State Bars regulate the manner in which attorneys may reach out to potential clients and advertise for their services. It shouldn’t come as a surprise that directly texting a potential client would be a no-no. Well, it is in 49 states, with Florida coming in as the lone exception. As of July 24, 2015, The Florida Bar Association will permit direct texting between law firms and potential clients.

Keeping up with the Times

The vote to permit texting between potential clients and law firms passed with a vote of 8-0. The standing logic had dictated that communication by text message was the equivalent of communication by phone call. Proponents argued that texting was in fact quite different. The ruling appears to agree. “We found that in fact that text messaging is not prohibited in person solicitation and that they are instead a form of written communications that are the same as any other written communications,” stated Carl Shwait, member of the Board Review Committee on Professional Ethics. He later added, “We permit emailing, we permit mailing, and other types of advertising, and our committee found after listening to the applicant . . . that they have a new method going forward that is permissible.”
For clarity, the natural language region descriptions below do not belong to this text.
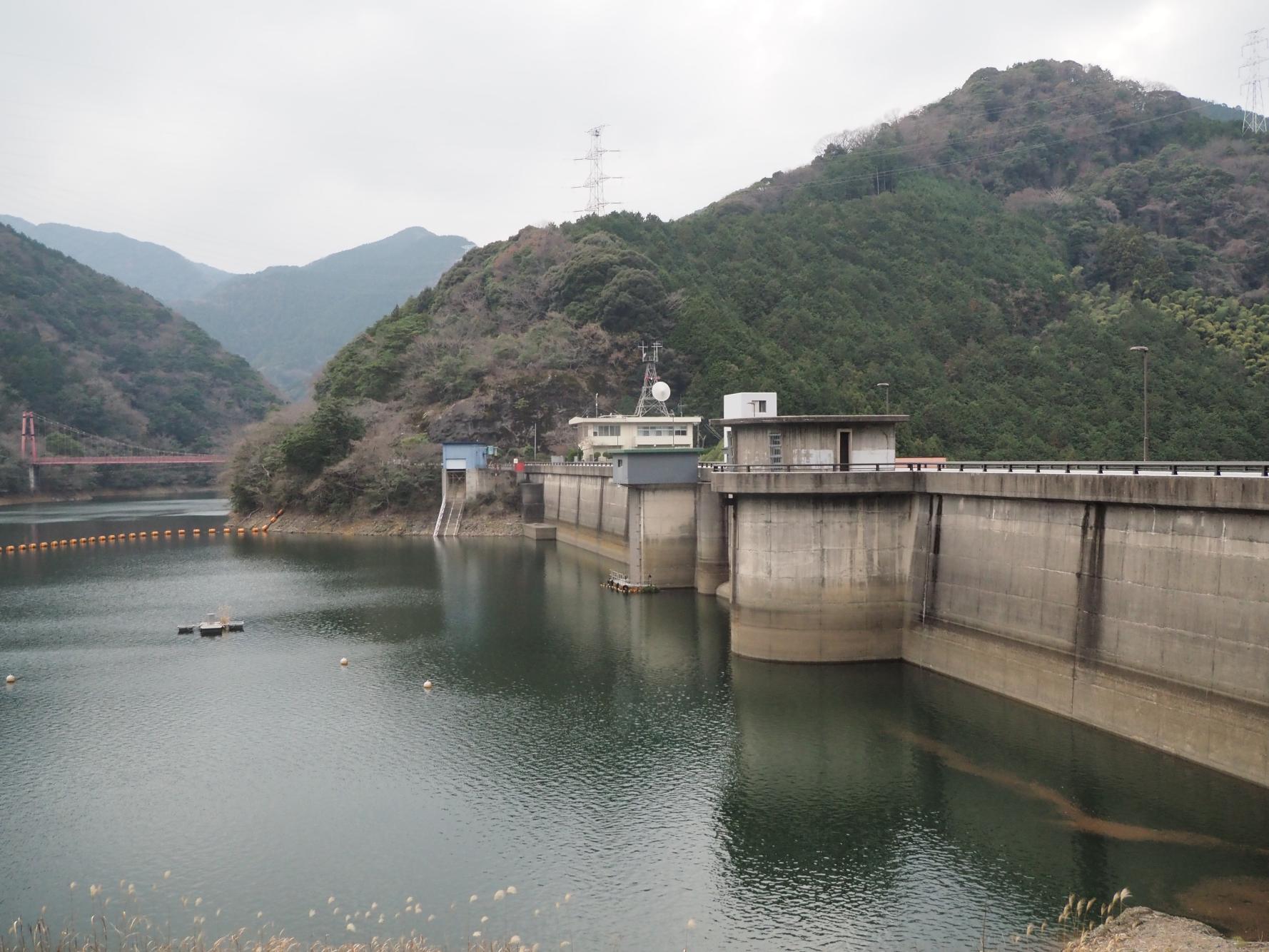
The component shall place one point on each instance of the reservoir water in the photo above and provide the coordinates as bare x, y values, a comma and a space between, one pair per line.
603, 754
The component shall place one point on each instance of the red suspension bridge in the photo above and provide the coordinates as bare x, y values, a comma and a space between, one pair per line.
60, 445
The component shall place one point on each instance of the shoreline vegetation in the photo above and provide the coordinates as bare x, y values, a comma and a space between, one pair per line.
1133, 929
91, 495
395, 523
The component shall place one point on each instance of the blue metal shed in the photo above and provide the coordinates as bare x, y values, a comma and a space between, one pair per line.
463, 456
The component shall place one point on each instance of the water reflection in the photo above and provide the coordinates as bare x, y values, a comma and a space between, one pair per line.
577, 741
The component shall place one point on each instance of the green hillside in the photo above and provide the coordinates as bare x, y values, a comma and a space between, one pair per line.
83, 350
288, 321
991, 257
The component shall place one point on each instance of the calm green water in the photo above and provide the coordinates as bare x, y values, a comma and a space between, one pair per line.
577, 743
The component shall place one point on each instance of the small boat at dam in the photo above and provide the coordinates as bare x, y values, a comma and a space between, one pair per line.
215, 624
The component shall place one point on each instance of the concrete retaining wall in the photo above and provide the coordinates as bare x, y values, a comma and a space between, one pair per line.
821, 578
588, 510
1138, 604
663, 535
1146, 621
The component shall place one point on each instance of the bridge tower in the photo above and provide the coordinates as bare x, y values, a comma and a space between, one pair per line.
29, 450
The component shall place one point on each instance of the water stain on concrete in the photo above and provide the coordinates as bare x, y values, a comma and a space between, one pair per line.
1088, 579
1238, 906
1071, 815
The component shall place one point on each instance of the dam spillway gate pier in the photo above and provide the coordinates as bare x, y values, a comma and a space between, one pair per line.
1133, 602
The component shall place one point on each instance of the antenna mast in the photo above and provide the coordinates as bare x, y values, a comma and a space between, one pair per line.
1253, 56
595, 179
646, 401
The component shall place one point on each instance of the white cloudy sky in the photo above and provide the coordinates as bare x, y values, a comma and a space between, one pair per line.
256, 133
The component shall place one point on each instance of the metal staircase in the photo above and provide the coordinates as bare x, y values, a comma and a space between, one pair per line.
451, 515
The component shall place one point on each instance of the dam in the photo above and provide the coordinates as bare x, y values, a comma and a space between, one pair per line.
1131, 599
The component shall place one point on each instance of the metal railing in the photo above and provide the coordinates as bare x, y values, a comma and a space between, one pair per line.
1053, 466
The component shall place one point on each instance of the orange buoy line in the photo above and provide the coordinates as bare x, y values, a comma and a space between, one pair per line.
137, 535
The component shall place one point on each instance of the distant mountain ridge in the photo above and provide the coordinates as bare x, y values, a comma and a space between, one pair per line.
81, 348
155, 269
287, 321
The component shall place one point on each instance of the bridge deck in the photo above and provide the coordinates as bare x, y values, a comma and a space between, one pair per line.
128, 460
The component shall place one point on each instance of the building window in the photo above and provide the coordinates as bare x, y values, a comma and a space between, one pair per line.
678, 430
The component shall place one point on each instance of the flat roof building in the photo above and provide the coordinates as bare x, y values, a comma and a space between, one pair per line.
841, 442
600, 435
463, 456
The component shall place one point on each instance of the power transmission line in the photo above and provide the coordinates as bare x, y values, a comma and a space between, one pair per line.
595, 179
1254, 49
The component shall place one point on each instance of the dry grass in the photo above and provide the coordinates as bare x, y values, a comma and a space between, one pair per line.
120, 923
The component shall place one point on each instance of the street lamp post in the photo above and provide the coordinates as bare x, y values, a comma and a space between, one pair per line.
886, 389
1145, 401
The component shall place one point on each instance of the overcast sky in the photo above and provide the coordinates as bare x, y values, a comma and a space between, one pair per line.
253, 133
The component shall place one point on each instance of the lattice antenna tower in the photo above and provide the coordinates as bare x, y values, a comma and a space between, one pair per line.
647, 402
595, 179
1254, 55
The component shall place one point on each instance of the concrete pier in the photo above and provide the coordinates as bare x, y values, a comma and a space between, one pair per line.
1135, 603
1138, 604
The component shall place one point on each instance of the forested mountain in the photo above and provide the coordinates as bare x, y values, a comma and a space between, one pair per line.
288, 321
155, 269
81, 348
991, 257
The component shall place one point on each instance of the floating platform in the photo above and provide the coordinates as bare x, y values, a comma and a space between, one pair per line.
211, 626
620, 583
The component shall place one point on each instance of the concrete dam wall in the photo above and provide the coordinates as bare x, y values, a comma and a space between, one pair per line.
1135, 603
665, 535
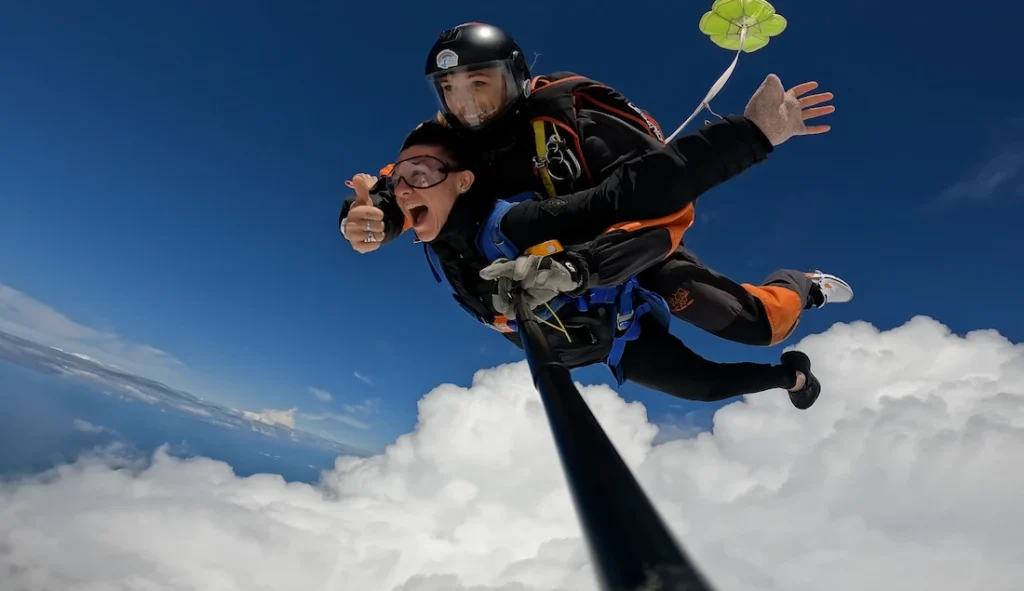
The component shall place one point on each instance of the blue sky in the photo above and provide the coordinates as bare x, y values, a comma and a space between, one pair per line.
172, 175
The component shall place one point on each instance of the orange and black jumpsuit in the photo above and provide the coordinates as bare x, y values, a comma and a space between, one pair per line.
640, 188
756, 314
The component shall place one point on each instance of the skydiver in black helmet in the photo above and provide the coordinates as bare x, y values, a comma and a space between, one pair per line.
561, 133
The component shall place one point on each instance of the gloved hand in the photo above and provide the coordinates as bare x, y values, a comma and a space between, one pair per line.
780, 115
539, 279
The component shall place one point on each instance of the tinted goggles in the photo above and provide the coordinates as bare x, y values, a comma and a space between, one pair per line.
419, 172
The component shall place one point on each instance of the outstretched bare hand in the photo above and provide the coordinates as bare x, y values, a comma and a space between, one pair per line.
780, 114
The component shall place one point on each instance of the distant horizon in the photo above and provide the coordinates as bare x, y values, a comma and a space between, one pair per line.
128, 383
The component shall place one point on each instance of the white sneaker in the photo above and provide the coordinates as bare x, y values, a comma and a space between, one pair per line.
835, 290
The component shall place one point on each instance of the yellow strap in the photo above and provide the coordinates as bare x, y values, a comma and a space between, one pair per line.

Regulations to Text Solicitation

Although the Florida Bar will now be allowing solicitations via text messages, there will still be regulations in place to maintain professional ethics and standards. Law firms must pay any cost incurred when the recipient receives a text message. Texts have to start off by stating that they are in fact an advertisement. They must also instruct recipients to disregard the message if they have already retained a lawyer. Further, if potential clients are being text about a specific accident of major severity, lawyers must wait 30 days before making contact.